Si badi bene che BEFANA nel senso di ‘vecchia laida’ ha base etimologica simile, almeno in parte, a quella di BEFFA (da sumerico be ‘to cut off, tagliar via’ + pad ‘to break, fare a pezzi’) ed anche simile a quella di BECCHINO (da sum. be ‘tagliar via, ridurre a pezzi’ + kin ‘falce’ = ‘ridurre a pezzi a colpi di falce: emblema della Morte).
Invero, la base etimologica di BEFANA è un aggettivale in -na dal sum. be ‘to cut off, tagliar via’ + pad ‘to break, fare a pezzi’.
Il composto bep-pad in origine indicò l’atto di ‘tagliar via (estirpare dalla vita) riducendo in brandelli’.
Si osservi anche l’etimologia egizia: da BEFEN ‘uno dei sette scorpioni di Iside’; BEBI ‘un dio dei morti con la testa di cane’, da BEB ‘to be violent’.
Nonostante l’attuale aspetto beffardo e giocondo, gli indizi qua prodotti fan pensare alla Befana nell’alta antichità come emblema della Morte che si presentava ai Carnevali ad indicare la fine dell’anno appena passato. In Sardegna essa viene sostituita egregiamente, nei Carnevali, da sa Filonzàna (la Parca che taglia il filo dell’esistenza). Infatti ovunque sa Filonzana è sempre trassata come Befana.

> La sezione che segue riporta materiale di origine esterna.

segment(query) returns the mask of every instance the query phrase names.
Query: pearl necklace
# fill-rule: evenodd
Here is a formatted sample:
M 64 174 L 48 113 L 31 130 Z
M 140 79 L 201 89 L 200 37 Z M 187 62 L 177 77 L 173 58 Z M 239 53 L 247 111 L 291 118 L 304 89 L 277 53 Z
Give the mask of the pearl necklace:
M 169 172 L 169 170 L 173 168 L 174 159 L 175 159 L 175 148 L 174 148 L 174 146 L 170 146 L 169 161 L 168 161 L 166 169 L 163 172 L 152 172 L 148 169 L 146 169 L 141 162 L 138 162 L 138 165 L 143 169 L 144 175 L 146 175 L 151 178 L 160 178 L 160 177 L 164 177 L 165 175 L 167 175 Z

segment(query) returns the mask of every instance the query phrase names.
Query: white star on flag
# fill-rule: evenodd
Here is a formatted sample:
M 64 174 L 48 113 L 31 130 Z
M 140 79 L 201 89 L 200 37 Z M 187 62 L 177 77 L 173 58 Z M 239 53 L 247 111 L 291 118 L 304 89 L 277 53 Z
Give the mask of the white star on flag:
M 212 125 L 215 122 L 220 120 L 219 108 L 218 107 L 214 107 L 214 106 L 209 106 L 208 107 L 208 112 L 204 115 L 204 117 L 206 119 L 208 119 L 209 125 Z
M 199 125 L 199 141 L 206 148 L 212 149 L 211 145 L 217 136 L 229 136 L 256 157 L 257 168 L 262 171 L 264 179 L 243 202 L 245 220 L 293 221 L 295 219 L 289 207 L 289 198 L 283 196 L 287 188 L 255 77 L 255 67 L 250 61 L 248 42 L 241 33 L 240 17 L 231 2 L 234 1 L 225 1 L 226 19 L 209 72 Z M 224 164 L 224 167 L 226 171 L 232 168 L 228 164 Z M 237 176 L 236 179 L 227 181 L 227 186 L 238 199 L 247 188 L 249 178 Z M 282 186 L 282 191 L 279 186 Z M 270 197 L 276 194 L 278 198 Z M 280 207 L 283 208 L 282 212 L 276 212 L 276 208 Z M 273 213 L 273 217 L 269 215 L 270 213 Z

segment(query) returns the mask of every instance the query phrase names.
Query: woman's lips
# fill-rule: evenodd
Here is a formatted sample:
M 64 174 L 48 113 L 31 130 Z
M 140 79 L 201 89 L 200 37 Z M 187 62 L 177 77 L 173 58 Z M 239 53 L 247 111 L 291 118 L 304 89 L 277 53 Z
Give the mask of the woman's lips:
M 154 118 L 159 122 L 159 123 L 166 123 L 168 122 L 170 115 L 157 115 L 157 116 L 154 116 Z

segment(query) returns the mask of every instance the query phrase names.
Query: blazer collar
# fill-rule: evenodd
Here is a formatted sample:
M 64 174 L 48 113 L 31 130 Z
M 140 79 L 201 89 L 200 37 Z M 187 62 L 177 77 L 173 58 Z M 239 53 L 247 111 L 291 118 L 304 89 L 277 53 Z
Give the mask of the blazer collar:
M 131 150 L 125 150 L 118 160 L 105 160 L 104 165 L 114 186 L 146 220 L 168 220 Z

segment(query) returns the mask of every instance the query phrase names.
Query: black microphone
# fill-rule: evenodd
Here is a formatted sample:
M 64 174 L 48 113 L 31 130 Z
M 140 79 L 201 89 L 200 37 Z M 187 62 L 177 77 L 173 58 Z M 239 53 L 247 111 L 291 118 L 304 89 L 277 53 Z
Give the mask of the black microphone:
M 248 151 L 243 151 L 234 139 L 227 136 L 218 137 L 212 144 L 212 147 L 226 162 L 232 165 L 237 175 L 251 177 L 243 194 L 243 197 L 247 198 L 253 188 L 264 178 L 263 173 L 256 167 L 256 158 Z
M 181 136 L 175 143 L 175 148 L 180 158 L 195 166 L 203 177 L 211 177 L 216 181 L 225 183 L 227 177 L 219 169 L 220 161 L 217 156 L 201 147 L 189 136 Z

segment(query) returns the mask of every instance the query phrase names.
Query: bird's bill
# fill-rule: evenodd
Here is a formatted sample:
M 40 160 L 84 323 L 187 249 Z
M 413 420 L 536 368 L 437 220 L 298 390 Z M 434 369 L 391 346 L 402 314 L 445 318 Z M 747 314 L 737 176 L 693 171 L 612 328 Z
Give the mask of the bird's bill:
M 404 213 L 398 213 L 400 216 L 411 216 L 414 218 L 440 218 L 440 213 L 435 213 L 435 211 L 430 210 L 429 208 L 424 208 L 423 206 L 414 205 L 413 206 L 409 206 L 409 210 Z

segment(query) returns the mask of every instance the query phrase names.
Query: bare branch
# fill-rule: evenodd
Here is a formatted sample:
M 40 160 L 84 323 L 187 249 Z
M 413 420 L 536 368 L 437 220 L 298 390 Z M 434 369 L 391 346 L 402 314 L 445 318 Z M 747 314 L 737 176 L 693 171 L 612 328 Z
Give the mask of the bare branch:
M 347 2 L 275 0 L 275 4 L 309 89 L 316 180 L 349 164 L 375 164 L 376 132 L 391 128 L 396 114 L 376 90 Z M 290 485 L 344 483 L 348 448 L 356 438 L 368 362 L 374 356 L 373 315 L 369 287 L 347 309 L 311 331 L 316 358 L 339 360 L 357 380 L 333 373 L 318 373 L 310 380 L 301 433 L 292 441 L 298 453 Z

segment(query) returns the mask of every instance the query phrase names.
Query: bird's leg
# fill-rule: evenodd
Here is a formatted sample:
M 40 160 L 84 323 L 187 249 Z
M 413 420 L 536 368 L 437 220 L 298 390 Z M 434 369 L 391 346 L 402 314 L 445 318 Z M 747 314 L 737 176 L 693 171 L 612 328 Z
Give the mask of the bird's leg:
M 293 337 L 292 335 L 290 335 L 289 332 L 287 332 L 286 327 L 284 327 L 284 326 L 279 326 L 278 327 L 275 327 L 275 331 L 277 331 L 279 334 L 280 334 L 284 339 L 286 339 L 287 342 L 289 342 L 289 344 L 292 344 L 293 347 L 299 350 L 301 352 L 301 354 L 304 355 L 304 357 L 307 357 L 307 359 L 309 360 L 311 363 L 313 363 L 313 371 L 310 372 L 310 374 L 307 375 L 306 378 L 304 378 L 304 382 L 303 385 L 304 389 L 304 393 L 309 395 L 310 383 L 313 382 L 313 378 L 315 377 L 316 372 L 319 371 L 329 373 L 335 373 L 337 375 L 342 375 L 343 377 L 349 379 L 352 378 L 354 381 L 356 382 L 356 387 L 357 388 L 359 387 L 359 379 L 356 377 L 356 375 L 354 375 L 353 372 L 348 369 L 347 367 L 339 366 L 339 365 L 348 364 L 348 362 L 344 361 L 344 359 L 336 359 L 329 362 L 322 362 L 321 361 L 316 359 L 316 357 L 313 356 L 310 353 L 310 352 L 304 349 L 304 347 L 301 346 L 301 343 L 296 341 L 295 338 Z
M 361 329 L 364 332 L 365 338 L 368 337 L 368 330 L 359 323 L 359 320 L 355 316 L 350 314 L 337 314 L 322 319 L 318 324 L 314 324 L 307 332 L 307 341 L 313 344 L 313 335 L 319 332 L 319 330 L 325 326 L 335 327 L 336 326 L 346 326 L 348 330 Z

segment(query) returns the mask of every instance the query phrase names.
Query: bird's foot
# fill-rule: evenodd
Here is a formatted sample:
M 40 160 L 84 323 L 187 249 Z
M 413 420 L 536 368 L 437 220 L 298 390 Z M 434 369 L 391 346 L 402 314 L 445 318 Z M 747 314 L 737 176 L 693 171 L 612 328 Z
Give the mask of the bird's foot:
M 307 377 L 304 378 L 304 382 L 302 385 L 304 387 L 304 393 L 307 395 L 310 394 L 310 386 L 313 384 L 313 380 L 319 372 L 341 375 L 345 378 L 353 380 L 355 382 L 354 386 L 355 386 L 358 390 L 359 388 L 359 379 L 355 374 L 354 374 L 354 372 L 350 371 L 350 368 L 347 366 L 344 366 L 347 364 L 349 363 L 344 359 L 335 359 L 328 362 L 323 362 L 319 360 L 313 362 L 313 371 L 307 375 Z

Controprova di questa interpretazione etimologica e carnascialesca sta nel Pulci (Morgante, V, 39-42), allorché egli descrive un essere demoniaco simile a Befanìa o Belzebu: «Egli avea il capo che parea d’un orso / piloso e fiero, e’ denti come zanne, / da spiccar netto d’ogni pietra un morso; / la lingua tutta scagliosa e le canne; / un occhio avea nel petto a mezzo il torso, / ch’era di fuoco e largo ben due spanne; / la barba tutta arricciata e’ capegli, / gli orecchi parean d’asino a vedegli, / le braccia lunghe, setolute e strane, / e ‘l petto e ‘l corpo piloso era tutto, / avea gli unghion ne’ piedi e nelle mane / … / ma ignudo e scalzo abbaia come un cane: / mai non si vide un mostro così brutto…».